We didn’t have Mr. Rogers or Big Bird or Sponge Bob or Fred Penner when I was growing up. We had Aunt Olly. Olly Penner hosted a program on the radio station CFAM for kids called Children’s Party and I was a devoted fan in my childhood.
Like many families in the late 1950’s and early 1960’s we didn’t have a television and along with thousands of other children from all over western Canada and the central northern United States I sat near the radio every afternoon while Aunt Olly read stories like Tall Fireman Paul, Big Red and Nikki Nikki Timbo No So Rimbo and played funny songs like I Know An Old Lady Who Swallowed A Fly.
If your mother sent in a request, Aunt Olly would also wish you a Happy Birthday over the air and even tell you where your Mom had hidden your present.
In 1989 I was given an assignment to write a feature story about Olly Penner for a magazine and so I had the chance to interview my childhood idol. I found out that not only had she done a children’s program for CFAM she had also hosted a variety of other shows like Ladies First, Hints for Homemakers, The Garden Show and Social Calendar. She co-hosted the radio station’s morning show with anchor Jim McSweeny for 13 years.

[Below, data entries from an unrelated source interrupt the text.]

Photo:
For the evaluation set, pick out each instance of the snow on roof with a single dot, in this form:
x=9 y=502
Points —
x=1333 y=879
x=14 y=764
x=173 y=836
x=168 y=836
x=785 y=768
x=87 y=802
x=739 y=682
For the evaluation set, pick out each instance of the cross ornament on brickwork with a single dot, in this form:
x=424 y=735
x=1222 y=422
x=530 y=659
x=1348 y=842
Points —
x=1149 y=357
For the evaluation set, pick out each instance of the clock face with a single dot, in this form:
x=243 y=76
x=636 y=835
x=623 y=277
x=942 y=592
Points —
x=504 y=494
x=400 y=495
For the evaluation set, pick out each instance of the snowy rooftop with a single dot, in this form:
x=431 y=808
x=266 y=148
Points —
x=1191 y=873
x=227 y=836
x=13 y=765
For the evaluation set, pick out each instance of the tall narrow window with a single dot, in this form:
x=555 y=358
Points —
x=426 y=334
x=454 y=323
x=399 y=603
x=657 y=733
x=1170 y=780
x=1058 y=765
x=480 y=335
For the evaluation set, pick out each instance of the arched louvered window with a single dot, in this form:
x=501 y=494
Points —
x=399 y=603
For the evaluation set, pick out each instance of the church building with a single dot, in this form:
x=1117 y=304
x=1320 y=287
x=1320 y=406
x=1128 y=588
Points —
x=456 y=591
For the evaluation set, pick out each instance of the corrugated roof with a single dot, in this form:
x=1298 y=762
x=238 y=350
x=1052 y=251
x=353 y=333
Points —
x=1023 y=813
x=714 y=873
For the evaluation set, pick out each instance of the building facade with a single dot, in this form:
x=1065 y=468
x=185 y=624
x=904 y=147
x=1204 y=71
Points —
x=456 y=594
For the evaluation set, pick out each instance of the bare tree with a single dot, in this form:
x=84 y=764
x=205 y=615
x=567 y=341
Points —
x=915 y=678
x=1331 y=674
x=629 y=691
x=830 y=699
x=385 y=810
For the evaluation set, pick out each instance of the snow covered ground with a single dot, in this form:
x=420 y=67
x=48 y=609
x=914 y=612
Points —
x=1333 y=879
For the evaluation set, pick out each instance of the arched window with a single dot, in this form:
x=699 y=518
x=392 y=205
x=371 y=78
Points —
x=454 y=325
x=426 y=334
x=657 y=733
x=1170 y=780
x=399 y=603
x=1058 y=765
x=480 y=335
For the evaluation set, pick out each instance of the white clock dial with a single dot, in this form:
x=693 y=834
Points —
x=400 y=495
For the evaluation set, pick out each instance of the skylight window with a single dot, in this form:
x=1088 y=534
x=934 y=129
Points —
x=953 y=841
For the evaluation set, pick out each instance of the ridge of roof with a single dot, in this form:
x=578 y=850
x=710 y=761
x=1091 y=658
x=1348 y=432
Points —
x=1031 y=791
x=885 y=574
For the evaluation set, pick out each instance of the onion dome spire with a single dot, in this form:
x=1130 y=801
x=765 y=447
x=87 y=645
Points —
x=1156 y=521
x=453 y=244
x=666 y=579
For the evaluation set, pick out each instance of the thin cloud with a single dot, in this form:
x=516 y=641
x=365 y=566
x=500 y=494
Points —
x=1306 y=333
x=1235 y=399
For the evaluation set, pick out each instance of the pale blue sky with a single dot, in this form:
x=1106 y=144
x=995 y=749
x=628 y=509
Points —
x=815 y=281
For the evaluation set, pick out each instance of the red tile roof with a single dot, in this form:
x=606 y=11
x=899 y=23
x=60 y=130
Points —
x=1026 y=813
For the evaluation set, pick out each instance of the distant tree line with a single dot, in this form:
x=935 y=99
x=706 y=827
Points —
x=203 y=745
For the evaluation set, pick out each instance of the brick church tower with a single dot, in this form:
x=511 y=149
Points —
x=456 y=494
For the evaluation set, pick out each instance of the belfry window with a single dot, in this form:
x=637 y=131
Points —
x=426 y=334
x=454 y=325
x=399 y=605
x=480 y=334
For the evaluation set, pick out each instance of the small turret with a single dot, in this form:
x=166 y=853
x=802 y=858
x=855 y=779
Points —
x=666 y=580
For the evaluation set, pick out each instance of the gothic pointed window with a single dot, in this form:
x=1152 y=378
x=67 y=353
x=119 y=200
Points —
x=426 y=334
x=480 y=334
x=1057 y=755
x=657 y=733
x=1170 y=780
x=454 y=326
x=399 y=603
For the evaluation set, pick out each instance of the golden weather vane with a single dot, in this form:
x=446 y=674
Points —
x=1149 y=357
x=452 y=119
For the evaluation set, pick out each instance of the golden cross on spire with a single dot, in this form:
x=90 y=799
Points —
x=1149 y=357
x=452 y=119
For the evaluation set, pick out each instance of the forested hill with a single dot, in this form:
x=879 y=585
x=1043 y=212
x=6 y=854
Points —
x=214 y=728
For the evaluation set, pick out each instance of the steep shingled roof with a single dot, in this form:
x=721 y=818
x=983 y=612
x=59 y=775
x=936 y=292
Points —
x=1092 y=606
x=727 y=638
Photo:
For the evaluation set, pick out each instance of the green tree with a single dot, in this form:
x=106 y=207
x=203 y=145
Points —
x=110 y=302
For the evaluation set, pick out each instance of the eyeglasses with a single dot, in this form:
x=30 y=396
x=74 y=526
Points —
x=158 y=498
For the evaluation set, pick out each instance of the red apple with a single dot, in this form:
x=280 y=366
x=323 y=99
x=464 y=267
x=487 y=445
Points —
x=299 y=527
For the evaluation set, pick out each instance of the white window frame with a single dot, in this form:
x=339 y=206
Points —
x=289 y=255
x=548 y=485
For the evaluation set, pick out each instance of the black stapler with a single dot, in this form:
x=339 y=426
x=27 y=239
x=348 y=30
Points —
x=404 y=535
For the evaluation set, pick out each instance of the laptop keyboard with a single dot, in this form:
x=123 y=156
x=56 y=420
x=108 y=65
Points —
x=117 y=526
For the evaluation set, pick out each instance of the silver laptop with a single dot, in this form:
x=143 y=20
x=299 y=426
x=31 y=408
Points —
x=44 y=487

All this in a time when most women did not work outside the home, something she was criticized for by some radio listeners. She said the support of her husband Vic who was a newspaper editor but was often referred to by the public as ‘Aunt Olly’s husband’, made it possible for her to keep up with all her radio station commitments which included many public appearances. She also found time to write a regular newspaper column, publish a cook book, and be an active participant in several community organizations, all while raising two sons.
The day I interviewed her she showed me the thousands of fan letters she had received from children. Many had sent her photographs and drawings. But she also had fan mail from adults; grandparents who enjoyed her show, farmers who listened to her while driving their tractors, recent immigrants who said they were learning English by listening to her and parents who said they got their children to behave by threatening to take away the privilege of listening to Children’s Party. She even had a fan letter from a priest who said he’d ‘fallen in love with her voice’.
Olly retired in 1987 and when I interviewed her in 1989 she was already a grandmother and enjoying traveling with her husband and spending more time with her family.
Olly Penner had a legion of fans in a time when media programming aimed specifically at children was a rarity. I wonder if anyone else remembers listening to Aunt Olly?